Apostolic Church and Persecution
Today when many zealous Christians pray for a return to the first century experience of the church- what they actually long for are the signs and wonders the early church saw and the growth of the early church. It is very exciting to be part of such a church where people are healed from all kinds of sicknesses and where even the dead people are resurrected. But we seem to forget that the first century church also underwent severe persecution.
Pastor B. Saji brought out the various persecutions faced by the early church. The Christian Church had to face perilous storms that shook the church’s very existence. But the church survived all these hardships and expanded to different parts of Asia, Europe and Africa.
Mathukutty Joseph, Coimbatore
Politics and Persecution
Thank you for the relevant and timely theme dealt in your recent issue. Dr. J.N. Manokaran states politics as one reason why the governments to persecute the minority. They fear conversion because the minority may become majority and would affect their prospects of continuing in the power.
In India today, some political leaders create scapegoats of minorities, carry hatred towards them and channelize the anger by persecuting the minorities. Like Pharaoh, the insecure politicians cry: “We are in danger.”
May these realities cause us to pray seek goldly wisdom and respond to each situation in a Christ like manner.
Ruth Jaison, Bangalore
Thank you for sending to me the current issue of Revive. It provided much food for thought. It is true that the Church in India and elsewhere are going through difficult times. Everyday there are gruesome and bizarre reports on Christians being persecuted in India and in some States in the Middle east and in Africa. We need to pray for peace and for religious harmony all over the world and create public opinion to work out measures to combat minority persecution.
I enjoyed reading all the articles in one stretch. The topics selected are very appropriate, relevant, and contextual although I did not agree to some of the statements made. Many dimensions of persecution and their causes are explained very well. Yes, in our pluralistic context, we must follow St. Matthew 10:16 norm. I believe it is here that we have failed. It seems to me that an element of ‘self-righteousness’ has crept into the arguments. While talking about political, economical and social factors, we need to be conscious of Christian’s own role in inviting trouble. It is not true that all suffering and persecution are caused by outside forces. We need to highlight this aspect also.

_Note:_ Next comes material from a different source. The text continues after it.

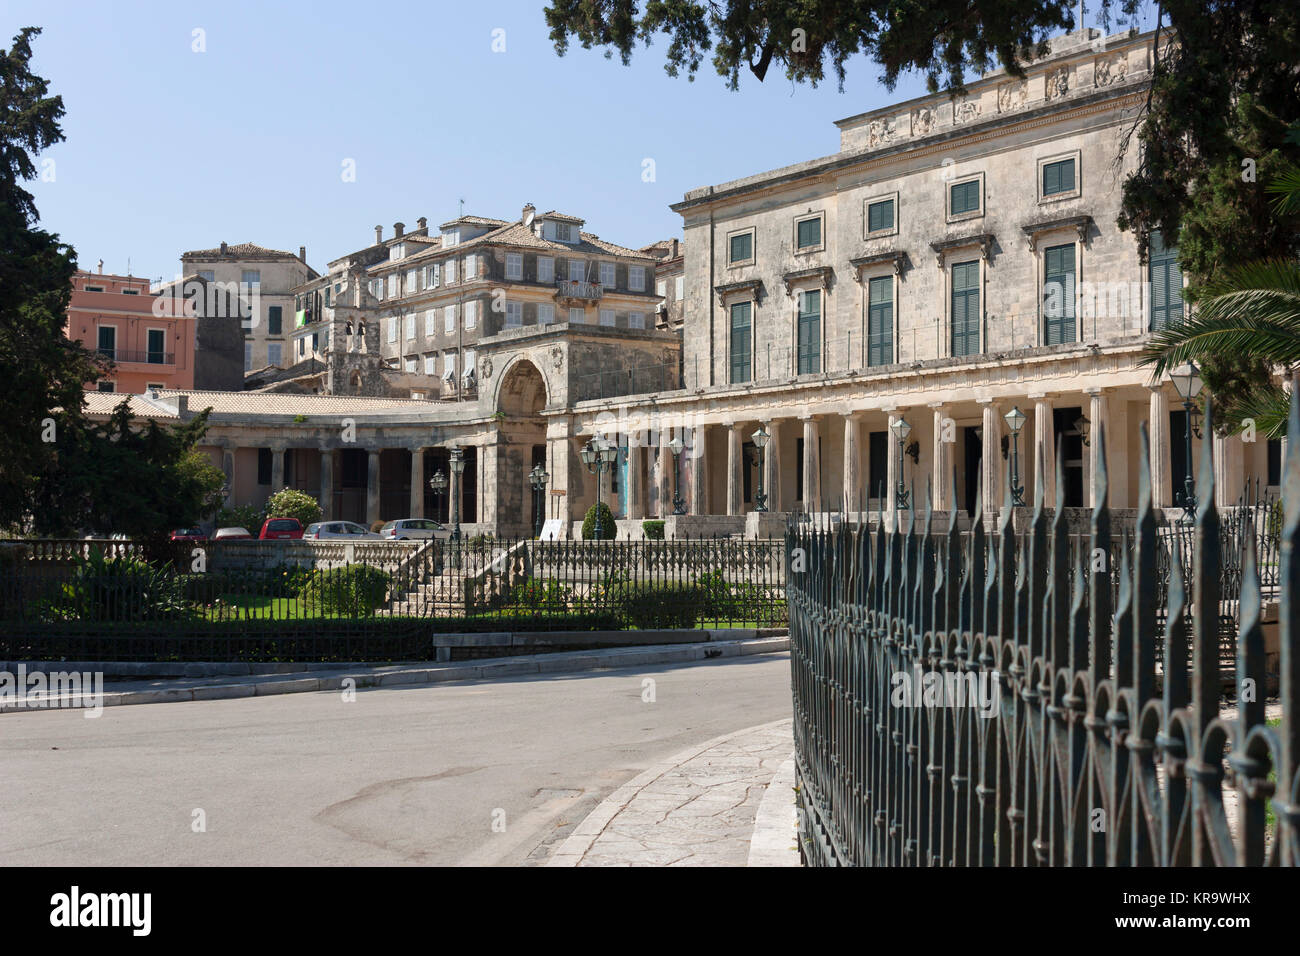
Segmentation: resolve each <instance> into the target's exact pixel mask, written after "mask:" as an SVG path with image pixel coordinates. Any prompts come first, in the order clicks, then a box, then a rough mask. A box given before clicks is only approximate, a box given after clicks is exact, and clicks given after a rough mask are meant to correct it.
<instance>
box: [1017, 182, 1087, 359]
mask: <svg viewBox="0 0 1300 956" xmlns="http://www.w3.org/2000/svg"><path fill="white" fill-rule="evenodd" d="M1075 168H1076V169H1078V166H1075ZM1041 169H1043V166H1041V164H1040V166H1039V170H1040V176H1041ZM1091 226H1092V216H1073V217H1069V219H1060V220H1052V221H1049V222H1037V224H1030V225H1024V226H1021V232H1023V233H1024V235H1026V238H1027V241H1028V246H1030V254H1031V255H1032V256H1034V274H1035V276H1036V285H1037V290H1039V297H1037V317H1036V320H1035V324H1034V326H1035V333H1034V343H1035V345H1039V346H1041V345H1044V343H1045V338H1047V337H1045V336H1044V334H1043V333H1044V320H1045V317H1047V316H1044V315H1043V299H1044V295H1045V285H1047V255H1045V252H1047V248H1048V247H1049V246H1053V247H1054V246H1067V245H1071V238H1070V237H1071V235H1073V237H1074V238H1073V245H1074V293H1075V295H1074V300H1075V310H1074V341H1075V342H1080V341H1083V321H1082V319H1083V310H1082V308H1079V306H1080V304H1082V303H1080V300H1079V291H1080V289H1082V287H1083V281H1082V276H1083V250H1084V248H1087V246H1088V232H1089V228H1091Z"/></svg>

Pastor Dennis Gallaher’s analytical essay on “Along With Persecutions” is very interesting. Johnette Benkovic’s analysis of the five stages of persecution is indeed prophetic. In answering ‘What should our Response Be” the answer given is Mt. 5:11-12 and James 1:12 which are too pietistic. To overcome persecution to some extent, we need to take positive steps in our mission approach. Corrective measures on the part of the Church is very important. Often suffering and persecution are a consequence of sin. We therefore must lay our thoughts, motives, and behavior open to the searching eyes of God.
We should never pray for vengeance. It is not a Christian perspective. If justice is to prevail, evil must be dealt with. As honest Christians, we should never consider persecution a blessing but do something about our ‘enemies’ who are like prowling lions. We cannot just be passive sufferers saying Jesus said, “You will have tribulation in the world”. Jn.16:33. We must take up the cross to challenge and change the darkness. We are printing in our publications the pictures of Christians being beheaded in Africa and elsewhere, but what did we do about it?